Professor Alina Das
Alina Das is an Assistant Professor of Clinical Law and Supervising Attorney at New York University (NYU) School of Law. Alina co-teaches the Immigrant Rights Clinic, a leading institution in local and national struggles for immigrant rights. She and her students represent immigrants and community organizations in litigation at the agency, federal court, and Supreme Court level, and in immigrant rights campaigns at the local, state, and national level. In addition to her teaching, Alina engages in scholarship on deportation and detention issues, particularly at the intersection of immigration and criminal law. Prior to joining the Immigrant Rights Clinic, Alina was an attorney and a Soros Justice Fellow with the Immigrant Defense Project, where she engaged in strategic advocacy and litigation to address the immigration penalties associated with drug convictions and participation in alternatives to incarceration. Prior to her work at the Immigrant Defense Project, Alina clerked for Hon. Kermit V. Lipez of the U.S. Court of Appeals for the First Circuit. Alina is a graduate of Harvard University (A.B. in Government), NYU Wagner School of Public Service (M.P.A.), and NYU School of Law (J.D.).
Linda M. Wayner
An attorney with a background in international arbitration, before joining NYU Linda M. Wayner served as general counsel for the New York City Mayor's Office for International Affairs. In that position, she oversaw legal affairs involving the city’s role as host to the United Nations and 192 foreign government offices.

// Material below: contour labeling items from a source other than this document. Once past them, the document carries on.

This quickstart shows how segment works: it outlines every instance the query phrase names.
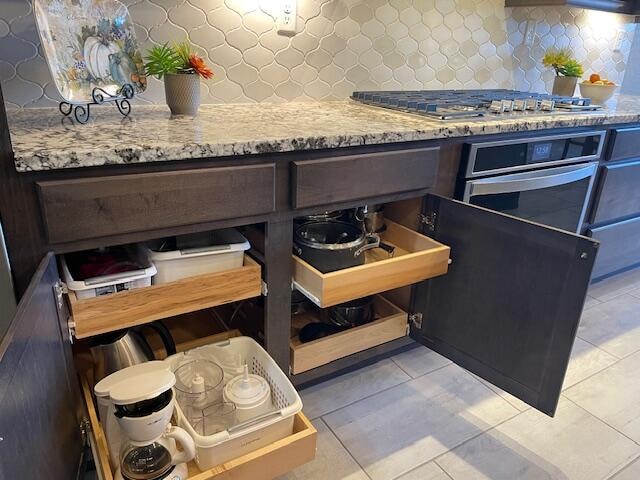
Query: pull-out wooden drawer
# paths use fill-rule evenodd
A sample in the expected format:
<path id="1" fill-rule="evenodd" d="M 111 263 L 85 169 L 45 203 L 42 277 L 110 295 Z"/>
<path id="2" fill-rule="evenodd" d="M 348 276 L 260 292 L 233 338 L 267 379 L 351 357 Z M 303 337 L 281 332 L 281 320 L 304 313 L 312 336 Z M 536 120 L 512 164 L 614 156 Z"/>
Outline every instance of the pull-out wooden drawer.
<path id="1" fill-rule="evenodd" d="M 640 157 L 640 127 L 616 128 L 611 132 L 607 160 Z"/>
<path id="2" fill-rule="evenodd" d="M 82 381 L 82 393 L 91 423 L 91 447 L 102 480 L 113 480 L 109 465 L 107 440 L 96 414 L 91 389 Z M 189 480 L 273 480 L 294 468 L 310 462 L 316 454 L 317 432 L 311 422 L 299 413 L 293 422 L 293 433 L 266 447 L 230 460 L 202 472 L 189 462 Z"/>
<path id="3" fill-rule="evenodd" d="M 270 213 L 275 164 L 38 182 L 52 244 Z"/>
<path id="4" fill-rule="evenodd" d="M 301 343 L 298 332 L 304 325 L 319 321 L 314 312 L 293 318 L 291 371 L 298 374 L 339 358 L 361 352 L 407 335 L 407 312 L 380 295 L 373 299 L 374 321 L 335 335 Z"/>
<path id="5" fill-rule="evenodd" d="M 640 137 L 638 139 L 640 150 Z M 607 165 L 602 169 L 592 223 L 640 214 L 640 162 Z"/>
<path id="6" fill-rule="evenodd" d="M 75 336 L 85 338 L 257 297 L 261 291 L 260 265 L 245 255 L 240 268 L 100 297 L 81 300 L 73 292 L 68 297 Z"/>
<path id="7" fill-rule="evenodd" d="M 386 221 L 381 235 L 396 247 L 393 257 L 376 248 L 364 265 L 322 273 L 293 256 L 295 287 L 320 307 L 385 292 L 447 273 L 450 248 L 395 222 Z"/>
<path id="8" fill-rule="evenodd" d="M 600 241 L 593 278 L 640 263 L 640 217 L 589 230 Z"/>
<path id="9" fill-rule="evenodd" d="M 439 162 L 439 147 L 295 161 L 291 201 L 305 208 L 429 188 Z"/>

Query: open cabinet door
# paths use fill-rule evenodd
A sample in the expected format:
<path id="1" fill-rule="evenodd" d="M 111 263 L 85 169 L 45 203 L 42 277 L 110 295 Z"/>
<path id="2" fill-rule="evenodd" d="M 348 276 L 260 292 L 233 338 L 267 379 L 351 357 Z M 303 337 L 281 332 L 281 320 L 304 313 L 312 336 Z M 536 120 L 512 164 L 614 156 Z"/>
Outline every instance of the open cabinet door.
<path id="1" fill-rule="evenodd" d="M 416 287 L 412 336 L 553 416 L 597 242 L 435 195 L 424 213 L 453 263 Z"/>
<path id="2" fill-rule="evenodd" d="M 48 254 L 0 341 L 0 478 L 73 480 L 83 450 L 79 390 Z"/>

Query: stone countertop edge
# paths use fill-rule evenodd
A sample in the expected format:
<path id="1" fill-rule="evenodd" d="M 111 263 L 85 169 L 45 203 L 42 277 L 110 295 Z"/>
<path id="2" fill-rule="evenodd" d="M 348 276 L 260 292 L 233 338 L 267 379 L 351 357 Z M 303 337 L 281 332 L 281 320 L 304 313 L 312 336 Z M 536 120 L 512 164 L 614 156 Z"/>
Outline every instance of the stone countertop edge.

Before joining the Office of the Mayor, Wayner was a commercial litigation attorney at Skadden Arps Slate Meagher & Flom, where she focused on international arbitration and the representation of foreign companies in domestic securities cases and investigations. Wayner also served as counsel to the organized Latino, African American, Native American, and Asian American students at the University of Michigan Law School during the Grutter v. Bollinger affirmative action lawsuit before the Supreme Court, helping them to file an amicus brief in the case. She was previously deputy president of the Hispanic National Bar Association for the New York region.
Wayner received her law degree from the University of Michigan, where she was an associate editor of the Michigan Law Review. She obtained both a bachelor's and master's degree in International Politics from Baylor University.